El rodaje de ‘Marty Supreme’ reveló una historia poco común: el director Josh Safdie tuvo que negociar directamente con Toyota para que uno de sus protagonistas, el tenista de mesa Isao Kawaguchi, pudiera participar en la producción. La historia se dio cuando Safdie contactó virtualmente a Kawaguchi para ofrecerle un papel, situación que inicialmente generó dudas en el deportista sobre solicitar permisos en su empleo en Toyota. La determinación del director de acudir personalmente a la empresa y explicar la importancia del proyecto logró convencer a la compañía japonesa, que finalmente autorizó la participación de Kawaguchi.
Este acuerdo permitió que Kawaguchi combinara su trabajo en Toyota con su papel en la película, en un proceso que además coincidió con momentos clave en su vida personal, como la maternidad de su hijo y su participación en los Juegos Olímpicos para Sordos.
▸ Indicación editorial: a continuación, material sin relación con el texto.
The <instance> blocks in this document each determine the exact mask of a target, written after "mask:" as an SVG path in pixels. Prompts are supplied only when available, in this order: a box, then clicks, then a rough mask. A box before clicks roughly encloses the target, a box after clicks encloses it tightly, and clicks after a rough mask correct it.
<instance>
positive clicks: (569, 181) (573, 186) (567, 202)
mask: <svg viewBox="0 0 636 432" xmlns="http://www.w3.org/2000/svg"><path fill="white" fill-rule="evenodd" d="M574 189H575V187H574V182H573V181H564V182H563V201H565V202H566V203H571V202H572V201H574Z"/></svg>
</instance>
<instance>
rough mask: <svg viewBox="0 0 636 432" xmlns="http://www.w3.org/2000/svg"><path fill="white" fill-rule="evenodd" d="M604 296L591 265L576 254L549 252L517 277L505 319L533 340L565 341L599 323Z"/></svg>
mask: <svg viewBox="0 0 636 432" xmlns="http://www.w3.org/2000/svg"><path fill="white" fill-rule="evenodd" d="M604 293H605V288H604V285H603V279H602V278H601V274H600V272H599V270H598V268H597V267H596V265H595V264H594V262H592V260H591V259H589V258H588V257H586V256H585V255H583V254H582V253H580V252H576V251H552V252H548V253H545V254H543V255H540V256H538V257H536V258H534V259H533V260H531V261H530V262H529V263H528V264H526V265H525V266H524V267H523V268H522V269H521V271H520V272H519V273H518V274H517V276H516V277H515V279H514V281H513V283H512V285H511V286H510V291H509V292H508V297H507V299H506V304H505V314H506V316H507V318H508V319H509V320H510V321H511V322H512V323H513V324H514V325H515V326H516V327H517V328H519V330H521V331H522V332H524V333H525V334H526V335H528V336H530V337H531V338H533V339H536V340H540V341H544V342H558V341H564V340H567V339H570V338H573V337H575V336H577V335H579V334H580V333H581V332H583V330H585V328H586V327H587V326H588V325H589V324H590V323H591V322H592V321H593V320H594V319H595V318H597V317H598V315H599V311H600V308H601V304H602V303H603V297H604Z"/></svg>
La colaboración estrecha entre Safdie, Kawaguchi y el equipo técnico enriqueció el proyecto, que también requirió del esfuerzo de actores como Timothée Chalamet, quien dedicó más de siete años a perfeccionar sus habilidades en el tenis de mesa para interpretar con autenticidad al protagonista, Marty Mauser.
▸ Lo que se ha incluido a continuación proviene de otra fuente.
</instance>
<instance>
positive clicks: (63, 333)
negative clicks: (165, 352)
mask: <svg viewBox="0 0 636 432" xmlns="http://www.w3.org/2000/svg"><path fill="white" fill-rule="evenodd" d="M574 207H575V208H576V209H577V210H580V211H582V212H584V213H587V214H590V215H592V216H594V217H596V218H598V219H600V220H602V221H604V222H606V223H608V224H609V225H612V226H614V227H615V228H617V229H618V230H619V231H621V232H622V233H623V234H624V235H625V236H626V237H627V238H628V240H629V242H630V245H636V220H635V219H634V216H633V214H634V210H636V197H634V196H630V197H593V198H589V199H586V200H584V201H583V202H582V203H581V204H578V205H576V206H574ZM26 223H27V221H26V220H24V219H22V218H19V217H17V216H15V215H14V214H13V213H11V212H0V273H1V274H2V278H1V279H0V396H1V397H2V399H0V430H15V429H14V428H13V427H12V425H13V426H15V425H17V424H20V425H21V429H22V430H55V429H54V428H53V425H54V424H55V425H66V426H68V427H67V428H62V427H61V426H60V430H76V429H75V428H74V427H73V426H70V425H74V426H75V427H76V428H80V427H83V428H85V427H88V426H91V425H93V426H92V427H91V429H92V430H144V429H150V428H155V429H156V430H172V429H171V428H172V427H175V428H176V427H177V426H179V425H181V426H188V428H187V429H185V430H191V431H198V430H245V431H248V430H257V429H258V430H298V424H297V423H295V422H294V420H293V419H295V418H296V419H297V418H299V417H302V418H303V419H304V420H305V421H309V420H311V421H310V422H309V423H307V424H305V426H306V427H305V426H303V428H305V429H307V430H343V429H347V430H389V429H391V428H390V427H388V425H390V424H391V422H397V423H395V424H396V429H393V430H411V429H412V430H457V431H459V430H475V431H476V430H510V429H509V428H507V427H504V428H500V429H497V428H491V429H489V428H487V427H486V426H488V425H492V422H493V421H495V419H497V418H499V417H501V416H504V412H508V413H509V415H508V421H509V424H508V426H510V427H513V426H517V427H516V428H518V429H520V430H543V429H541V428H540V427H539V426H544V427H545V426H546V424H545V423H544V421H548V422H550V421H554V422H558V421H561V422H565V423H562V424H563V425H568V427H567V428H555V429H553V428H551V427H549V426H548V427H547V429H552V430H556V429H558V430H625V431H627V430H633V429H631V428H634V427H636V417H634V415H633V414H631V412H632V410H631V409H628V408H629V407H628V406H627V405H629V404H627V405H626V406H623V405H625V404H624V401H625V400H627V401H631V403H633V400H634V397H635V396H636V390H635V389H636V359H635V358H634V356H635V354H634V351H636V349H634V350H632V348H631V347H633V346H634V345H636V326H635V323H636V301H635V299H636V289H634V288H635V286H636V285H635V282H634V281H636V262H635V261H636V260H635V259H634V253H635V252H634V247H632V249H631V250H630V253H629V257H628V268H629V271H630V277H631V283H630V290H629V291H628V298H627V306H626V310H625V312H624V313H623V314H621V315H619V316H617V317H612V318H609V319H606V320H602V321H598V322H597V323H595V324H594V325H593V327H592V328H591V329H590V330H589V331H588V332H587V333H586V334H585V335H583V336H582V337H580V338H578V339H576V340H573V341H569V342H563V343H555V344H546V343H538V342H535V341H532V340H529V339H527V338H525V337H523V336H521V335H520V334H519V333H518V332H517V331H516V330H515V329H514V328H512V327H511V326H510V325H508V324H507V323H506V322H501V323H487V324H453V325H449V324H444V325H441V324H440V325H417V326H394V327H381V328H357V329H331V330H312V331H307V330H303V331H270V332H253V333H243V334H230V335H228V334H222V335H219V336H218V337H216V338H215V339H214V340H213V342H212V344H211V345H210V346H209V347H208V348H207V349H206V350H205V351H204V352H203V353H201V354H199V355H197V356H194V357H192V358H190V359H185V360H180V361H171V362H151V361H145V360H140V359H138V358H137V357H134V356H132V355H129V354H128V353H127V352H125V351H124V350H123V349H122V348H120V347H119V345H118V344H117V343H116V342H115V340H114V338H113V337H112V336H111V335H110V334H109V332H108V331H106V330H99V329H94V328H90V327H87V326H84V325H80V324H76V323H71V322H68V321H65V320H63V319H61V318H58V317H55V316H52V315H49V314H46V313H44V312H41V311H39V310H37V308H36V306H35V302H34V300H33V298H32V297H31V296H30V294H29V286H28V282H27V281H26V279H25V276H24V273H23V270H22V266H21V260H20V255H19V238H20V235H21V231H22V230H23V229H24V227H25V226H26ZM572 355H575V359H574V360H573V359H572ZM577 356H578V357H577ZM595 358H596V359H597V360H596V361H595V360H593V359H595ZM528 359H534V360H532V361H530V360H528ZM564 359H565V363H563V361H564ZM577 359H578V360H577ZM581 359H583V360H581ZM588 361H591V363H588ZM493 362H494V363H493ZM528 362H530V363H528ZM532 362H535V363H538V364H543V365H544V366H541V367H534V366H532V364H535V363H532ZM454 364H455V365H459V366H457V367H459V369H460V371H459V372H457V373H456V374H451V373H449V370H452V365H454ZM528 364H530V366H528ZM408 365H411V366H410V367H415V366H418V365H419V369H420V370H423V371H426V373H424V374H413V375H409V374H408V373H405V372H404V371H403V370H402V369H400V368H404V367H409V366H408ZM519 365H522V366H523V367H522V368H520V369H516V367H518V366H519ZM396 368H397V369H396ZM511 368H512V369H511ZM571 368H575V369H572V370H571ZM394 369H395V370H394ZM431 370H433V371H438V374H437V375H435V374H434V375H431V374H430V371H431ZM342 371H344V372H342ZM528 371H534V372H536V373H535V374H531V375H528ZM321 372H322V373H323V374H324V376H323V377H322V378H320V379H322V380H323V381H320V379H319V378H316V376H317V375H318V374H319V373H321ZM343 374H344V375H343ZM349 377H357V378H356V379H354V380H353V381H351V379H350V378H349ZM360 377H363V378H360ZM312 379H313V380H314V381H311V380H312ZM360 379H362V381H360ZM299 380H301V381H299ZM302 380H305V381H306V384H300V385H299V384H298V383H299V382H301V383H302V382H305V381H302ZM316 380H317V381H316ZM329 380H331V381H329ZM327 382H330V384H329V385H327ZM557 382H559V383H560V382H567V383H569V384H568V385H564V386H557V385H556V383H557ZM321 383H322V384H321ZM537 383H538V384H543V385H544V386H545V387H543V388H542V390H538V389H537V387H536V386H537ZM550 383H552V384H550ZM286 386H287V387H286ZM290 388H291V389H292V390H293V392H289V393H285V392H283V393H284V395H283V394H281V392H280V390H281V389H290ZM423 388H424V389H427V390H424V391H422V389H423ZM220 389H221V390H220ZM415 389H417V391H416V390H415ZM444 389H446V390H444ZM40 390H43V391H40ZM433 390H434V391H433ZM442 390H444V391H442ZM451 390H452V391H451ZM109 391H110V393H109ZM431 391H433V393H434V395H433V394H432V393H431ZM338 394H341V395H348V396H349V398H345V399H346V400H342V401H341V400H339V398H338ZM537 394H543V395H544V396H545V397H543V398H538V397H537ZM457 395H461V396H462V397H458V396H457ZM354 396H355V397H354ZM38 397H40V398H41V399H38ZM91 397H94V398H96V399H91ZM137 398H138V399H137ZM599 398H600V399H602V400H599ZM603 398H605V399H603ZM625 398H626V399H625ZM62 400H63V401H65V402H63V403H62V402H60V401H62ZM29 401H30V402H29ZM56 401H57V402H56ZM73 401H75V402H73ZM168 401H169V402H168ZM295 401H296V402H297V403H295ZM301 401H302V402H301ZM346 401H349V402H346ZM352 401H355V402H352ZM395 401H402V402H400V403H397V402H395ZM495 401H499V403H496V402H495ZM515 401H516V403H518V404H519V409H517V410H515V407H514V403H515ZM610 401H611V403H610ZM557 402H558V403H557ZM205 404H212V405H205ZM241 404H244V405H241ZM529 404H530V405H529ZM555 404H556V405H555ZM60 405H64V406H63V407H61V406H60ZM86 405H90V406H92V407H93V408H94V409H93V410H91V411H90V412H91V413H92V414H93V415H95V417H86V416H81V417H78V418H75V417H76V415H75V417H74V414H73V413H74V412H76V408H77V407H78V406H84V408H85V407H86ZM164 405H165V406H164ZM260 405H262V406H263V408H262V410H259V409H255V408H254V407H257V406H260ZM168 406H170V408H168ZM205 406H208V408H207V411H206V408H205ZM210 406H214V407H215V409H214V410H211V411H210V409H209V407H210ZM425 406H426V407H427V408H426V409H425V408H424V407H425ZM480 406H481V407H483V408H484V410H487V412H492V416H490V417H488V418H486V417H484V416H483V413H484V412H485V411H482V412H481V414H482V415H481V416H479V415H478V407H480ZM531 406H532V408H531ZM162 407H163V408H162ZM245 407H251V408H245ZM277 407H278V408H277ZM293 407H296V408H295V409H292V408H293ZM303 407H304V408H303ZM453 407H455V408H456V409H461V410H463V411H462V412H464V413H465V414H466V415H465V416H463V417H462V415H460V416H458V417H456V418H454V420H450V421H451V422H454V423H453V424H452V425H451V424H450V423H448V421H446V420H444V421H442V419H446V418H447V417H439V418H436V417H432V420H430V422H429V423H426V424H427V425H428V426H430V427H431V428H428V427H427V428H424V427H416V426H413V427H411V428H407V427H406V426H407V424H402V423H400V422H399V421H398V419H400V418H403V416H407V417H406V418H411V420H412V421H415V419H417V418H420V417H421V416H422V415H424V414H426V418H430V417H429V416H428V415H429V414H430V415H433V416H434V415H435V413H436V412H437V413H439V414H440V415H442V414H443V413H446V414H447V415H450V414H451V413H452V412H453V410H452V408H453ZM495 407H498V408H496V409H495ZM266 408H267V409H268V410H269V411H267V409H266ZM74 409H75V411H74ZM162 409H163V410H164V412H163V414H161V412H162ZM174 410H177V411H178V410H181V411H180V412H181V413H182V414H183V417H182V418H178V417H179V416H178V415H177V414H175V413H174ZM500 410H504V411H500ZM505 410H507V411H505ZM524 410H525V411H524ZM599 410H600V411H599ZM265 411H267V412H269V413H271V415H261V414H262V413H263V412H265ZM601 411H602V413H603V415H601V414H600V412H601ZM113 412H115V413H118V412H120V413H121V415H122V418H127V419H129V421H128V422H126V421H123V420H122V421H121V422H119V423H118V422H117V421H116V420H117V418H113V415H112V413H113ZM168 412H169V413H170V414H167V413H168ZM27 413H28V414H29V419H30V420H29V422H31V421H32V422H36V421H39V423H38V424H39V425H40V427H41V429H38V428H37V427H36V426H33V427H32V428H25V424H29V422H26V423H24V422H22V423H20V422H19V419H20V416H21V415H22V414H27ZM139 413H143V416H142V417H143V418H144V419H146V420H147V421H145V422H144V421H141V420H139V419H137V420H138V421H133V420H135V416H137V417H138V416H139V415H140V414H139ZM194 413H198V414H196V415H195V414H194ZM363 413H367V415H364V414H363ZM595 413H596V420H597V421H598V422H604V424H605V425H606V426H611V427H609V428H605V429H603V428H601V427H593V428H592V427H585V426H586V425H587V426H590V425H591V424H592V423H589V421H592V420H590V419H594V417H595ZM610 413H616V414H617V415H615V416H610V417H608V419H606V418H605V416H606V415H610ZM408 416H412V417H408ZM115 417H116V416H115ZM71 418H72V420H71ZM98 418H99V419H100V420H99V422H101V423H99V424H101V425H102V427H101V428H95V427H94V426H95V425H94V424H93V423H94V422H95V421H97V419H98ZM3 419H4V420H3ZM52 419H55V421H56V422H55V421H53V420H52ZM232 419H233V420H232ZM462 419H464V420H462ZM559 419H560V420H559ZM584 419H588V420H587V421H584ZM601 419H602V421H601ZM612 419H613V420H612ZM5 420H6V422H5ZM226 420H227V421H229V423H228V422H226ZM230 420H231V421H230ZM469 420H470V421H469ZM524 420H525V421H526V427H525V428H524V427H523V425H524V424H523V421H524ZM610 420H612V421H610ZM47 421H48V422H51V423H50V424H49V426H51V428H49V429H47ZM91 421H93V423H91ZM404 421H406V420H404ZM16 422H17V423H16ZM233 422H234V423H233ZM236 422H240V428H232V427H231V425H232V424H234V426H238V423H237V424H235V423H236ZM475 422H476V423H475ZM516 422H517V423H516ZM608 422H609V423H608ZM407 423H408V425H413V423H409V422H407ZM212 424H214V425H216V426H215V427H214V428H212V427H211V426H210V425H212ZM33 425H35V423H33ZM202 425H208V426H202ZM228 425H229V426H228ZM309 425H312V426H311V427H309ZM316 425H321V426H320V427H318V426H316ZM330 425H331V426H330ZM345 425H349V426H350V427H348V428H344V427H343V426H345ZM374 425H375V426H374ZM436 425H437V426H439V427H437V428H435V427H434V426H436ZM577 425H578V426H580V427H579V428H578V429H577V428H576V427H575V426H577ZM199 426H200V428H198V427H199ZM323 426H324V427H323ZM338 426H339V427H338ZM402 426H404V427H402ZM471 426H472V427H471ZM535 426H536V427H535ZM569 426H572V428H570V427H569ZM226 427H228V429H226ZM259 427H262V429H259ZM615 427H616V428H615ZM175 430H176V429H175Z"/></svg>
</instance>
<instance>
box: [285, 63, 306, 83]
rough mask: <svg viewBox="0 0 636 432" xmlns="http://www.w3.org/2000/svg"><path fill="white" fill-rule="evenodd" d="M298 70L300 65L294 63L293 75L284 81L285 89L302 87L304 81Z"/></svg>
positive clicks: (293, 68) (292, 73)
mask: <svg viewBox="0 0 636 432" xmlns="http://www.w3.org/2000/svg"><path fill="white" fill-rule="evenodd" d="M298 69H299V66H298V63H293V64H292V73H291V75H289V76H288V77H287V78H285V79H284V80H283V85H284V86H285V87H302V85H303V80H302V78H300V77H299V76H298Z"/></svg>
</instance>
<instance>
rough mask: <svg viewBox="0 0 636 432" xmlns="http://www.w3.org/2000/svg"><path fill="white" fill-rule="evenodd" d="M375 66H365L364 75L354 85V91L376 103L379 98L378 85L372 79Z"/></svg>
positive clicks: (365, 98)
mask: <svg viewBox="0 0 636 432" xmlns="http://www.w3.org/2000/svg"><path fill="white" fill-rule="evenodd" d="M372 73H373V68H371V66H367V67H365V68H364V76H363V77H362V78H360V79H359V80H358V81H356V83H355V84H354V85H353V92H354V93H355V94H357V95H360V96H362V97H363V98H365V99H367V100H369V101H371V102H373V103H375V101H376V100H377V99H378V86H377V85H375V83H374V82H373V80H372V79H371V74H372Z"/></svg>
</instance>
Además, el trabajo del coreógrafo Diego Scotto fue fundamental en la coreografía de los movimientos en pantalla, logrando escenas que destacaron por su precisión y realismo en Londres y Tokio. La producción, marcada por la pasión y la colaboración entre diferentes mundos, fortaleció la relación entre Safdie y Kawaguchi, quien recordó con emoción el momento en que compartió en el hospital una foto con su hijo recién nacido, tras terminar el rodaje. La historia de cómo un vínculo profesional y personal se forjó a través de una negociación con Toyota confirma el carácter especial de ‘Marty Supreme’ y su proceso de creación.